Sports Analytics: NBA Fan Engagement Analysis with R Programming

Rachel Sung
14 min readFeb 8, 2021

With the objective to track NBA fan engagement on Twitter to optimize participation and enhance gameplay. The Source of the Study we used for this project is data of 2020 NBA Final Game 5 (9/25/2020)- Miami Heat vs Boston Celtics. The final game result was Celtics won 121–108 being down as much as 12 points in the first quarter.

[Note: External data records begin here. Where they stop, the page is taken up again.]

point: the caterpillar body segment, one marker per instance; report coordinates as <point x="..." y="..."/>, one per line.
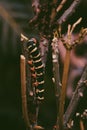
<point x="37" y="65"/>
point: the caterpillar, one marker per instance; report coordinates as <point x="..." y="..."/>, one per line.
<point x="36" y="67"/>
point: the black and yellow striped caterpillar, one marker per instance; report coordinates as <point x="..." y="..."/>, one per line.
<point x="36" y="67"/>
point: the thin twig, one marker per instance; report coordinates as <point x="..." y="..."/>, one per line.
<point x="61" y="5"/>
<point x="76" y="97"/>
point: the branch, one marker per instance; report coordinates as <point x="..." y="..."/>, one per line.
<point x="78" y="94"/>
<point x="68" y="12"/>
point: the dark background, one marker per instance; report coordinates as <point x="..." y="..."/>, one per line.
<point x="19" y="12"/>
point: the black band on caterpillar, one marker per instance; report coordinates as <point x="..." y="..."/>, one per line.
<point x="39" y="69"/>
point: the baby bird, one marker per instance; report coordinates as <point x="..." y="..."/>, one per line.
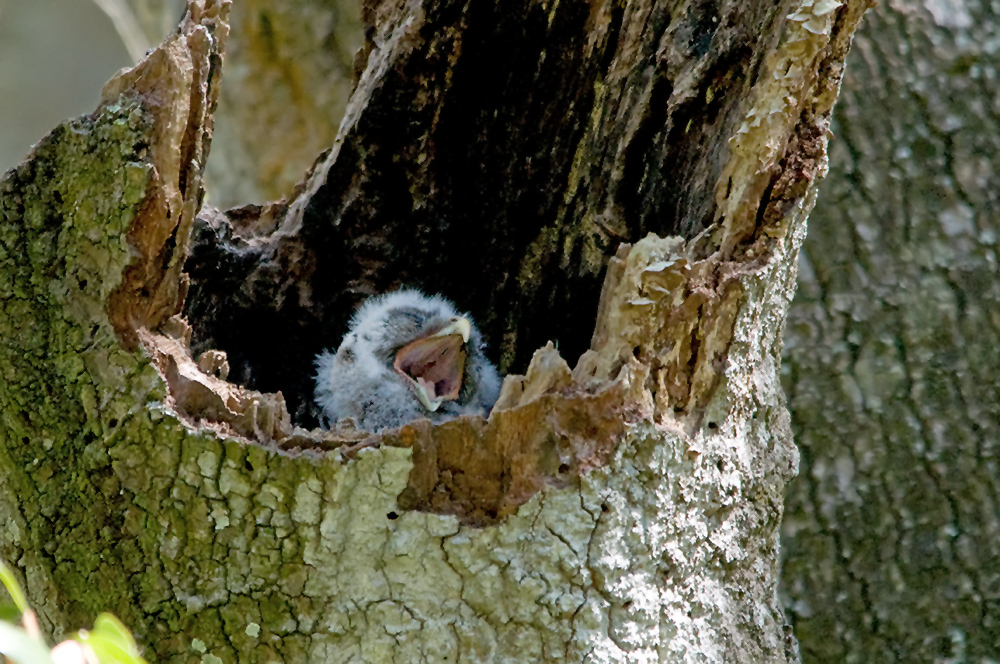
<point x="406" y="356"/>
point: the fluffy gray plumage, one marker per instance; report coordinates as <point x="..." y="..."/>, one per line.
<point x="400" y="361"/>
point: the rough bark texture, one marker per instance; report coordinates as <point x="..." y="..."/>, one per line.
<point x="497" y="153"/>
<point x="892" y="536"/>
<point x="625" y="510"/>
<point x="289" y="73"/>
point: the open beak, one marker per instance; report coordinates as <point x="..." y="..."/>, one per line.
<point x="435" y="364"/>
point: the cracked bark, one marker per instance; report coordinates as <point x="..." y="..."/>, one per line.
<point x="625" y="509"/>
<point x="891" y="363"/>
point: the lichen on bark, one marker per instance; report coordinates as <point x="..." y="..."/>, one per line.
<point x="624" y="510"/>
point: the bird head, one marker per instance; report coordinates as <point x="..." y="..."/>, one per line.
<point x="423" y="339"/>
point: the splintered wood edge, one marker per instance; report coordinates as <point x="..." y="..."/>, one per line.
<point x="664" y="323"/>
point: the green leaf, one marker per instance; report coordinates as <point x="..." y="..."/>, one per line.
<point x="20" y="648"/>
<point x="13" y="587"/>
<point x="111" y="641"/>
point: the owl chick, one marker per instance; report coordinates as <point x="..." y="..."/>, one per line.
<point x="406" y="356"/>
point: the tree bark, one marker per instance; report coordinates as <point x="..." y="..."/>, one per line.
<point x="625" y="510"/>
<point x="891" y="544"/>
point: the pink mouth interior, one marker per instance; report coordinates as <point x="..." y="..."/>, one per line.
<point x="436" y="364"/>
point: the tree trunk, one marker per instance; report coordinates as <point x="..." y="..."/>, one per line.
<point x="627" y="510"/>
<point x="892" y="539"/>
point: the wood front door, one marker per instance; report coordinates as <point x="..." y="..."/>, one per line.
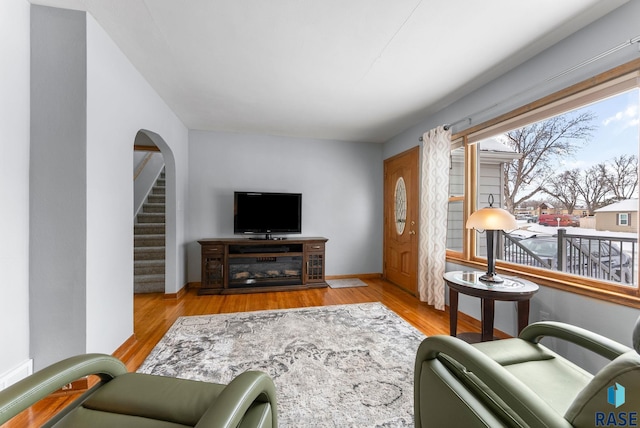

For complete codes please refer to https://github.com/rachelsung/Sports-Analytics-Sentiment-Analysis

Objective

Nowadays, fans can engage in sports in a multitude of ways such as attending games, watching games through their league related TV subscriptions, enrolling in loyalty programs, or posting online real-time reactions. With so many different avenues of fan interaction, it’s becoming tougher for teams to track fan engagement and optimize their interaction with the fan.

This is especially true with online fan engagement. With an ever-growing number of social media platforms being built on newer technologies, teams not only have to produce content on these platforms, but make sure that the content is engaging, unique, and interactive for the fan. Luckily, the analytical space has grown alongside social media, and it has become attainable to track and optimize online fan engagement.

In this project, our goal is to perform an exploratory analysis of fan engagement via Twitter during Game 5 of the NBA Eastern Conference Finals between the Miami Heat and the Boston Celtics on September 25th, 2020 where the Celtics won 121–108. The Miami Heat were 1 win away from advancing to the NBA Finals but were not able to hold on after the Celtics made their run in the 3rd Quarter. By conducting sentiment analysis and statistical modeling, we can identify trends and provide recommendations to the two teams to help them maximize their fan engagement on Twitter as well as the NBA to enhance the overall game experience for the fans.

Data Preparation

In collecting data for Game 5 for the Eastern Conference Finals between the Miami Heat and the Boston Celtics on September 25th, we looked to extract as many relevant & real-time tweets as possible by focusing on specific team and NBA related hashtags. We then massaged the data within Excel and created new variables that would allow us to better gather insights in R.

A. Data Scraping

The data was collected via web scraping in Python in which we repurposed code used in a previous class and tailored it to fit our needs. We were able to extract real-time tweets by connecting to Twitter’s API via keys and tokens and specified which variables we wanted to extract. We limited our scope by searching for specific hashtags and extracted the data into an excel file.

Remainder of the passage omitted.